School of Mechanical Engineering and Automation, Harbin Institute of Technology Shenzhen, Shenzhen, 518055, China.
School of Cyber Science and Technology, Beihang University, Beijing, 100191, China.
Neural Netw. 2023 Mar;160:175-191. doi: 10.1016/j.neunet.2023.01.005. Epub 2023 Jan 13.
Under the persistent excitation (PE) condition, the real dynamics of the nonlinear system can be obtained through the deterministic learning-based radial basis function neural network (RBFNN) control. However, in this scheme, the learning speed and accuracy are limited by the tradeoff between the PE levels and the approximation capabilities of the neural network (NN). Inspired by the frequency domain phase compensation of linear time-invariant (LTI) systems, this paper presents an adaptive phase compensator employing the pure time delay to improve the performance of the deterministic learning-based adaptive feedforward control with the reference input known a priori.

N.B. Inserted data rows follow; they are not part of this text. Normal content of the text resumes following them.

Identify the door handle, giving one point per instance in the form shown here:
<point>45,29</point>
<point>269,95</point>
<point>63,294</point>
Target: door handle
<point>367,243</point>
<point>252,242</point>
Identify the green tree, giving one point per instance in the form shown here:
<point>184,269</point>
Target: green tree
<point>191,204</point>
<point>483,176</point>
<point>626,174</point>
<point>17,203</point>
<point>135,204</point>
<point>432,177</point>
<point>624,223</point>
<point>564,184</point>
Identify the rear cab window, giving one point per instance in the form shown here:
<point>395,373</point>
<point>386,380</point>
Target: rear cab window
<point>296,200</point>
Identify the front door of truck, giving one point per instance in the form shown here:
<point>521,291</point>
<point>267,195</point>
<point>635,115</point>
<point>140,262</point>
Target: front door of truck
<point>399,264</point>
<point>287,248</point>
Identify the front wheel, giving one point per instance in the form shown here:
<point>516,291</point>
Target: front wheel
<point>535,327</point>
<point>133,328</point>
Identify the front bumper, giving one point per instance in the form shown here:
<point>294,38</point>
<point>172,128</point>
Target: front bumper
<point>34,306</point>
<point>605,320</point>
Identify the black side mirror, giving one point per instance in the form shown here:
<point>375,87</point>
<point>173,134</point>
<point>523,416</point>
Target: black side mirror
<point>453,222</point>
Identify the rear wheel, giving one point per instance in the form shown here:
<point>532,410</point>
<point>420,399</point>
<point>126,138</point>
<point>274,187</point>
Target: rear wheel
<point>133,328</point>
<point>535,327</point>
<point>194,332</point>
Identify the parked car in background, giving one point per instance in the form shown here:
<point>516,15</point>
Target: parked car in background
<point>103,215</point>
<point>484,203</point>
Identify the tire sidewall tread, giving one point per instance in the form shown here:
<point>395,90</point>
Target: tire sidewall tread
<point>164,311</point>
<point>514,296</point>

When the adaptive phase compensation is applied to the hidden layer of the RBFNN, the nonlinear approximation capability of the RBFNN is effectively improved such that both the learning performance (learning speed and accuracy) and the control performance of the deterministic learning-based control scheme are improved. Theoretical analysis is conducted to prove the stability of the proposed learning control scheme for a class of systems which are affine in the control. Simulation studies demonstrate the effectiveness of the proposed phase compensation method.
在持续激励 (PE) 条件下,可以通过基于确定性学习的径向基函数神经网络 (RBFNN) 控制获得非线性系统的真实动态。然而,在该方案中,学习速度和准确性受到 PE 水平和神经网络 (NN) 逼近能力之间的权衡限制。受线性时不变 (LTI) 系统频域相位补偿的启发,本文提出了一种自适应相位补偿器,采用纯时间延迟来提高具有先验已知参考输入的基于确定性学习的自适应前馈控制的性能。当自适应相位补偿应用于 RBFNN 的隐藏层时,RBFNN 的非线性逼近能力得到有效提高,从而提高了基于确定性学习的控制方案的学习性能(学习速度和准确性)和控制性能。理论分析证明了所提出的针对控制仿射系统的学习控制方案的稳定性。仿真研究验证了所提出的相位补偿方法的有效性。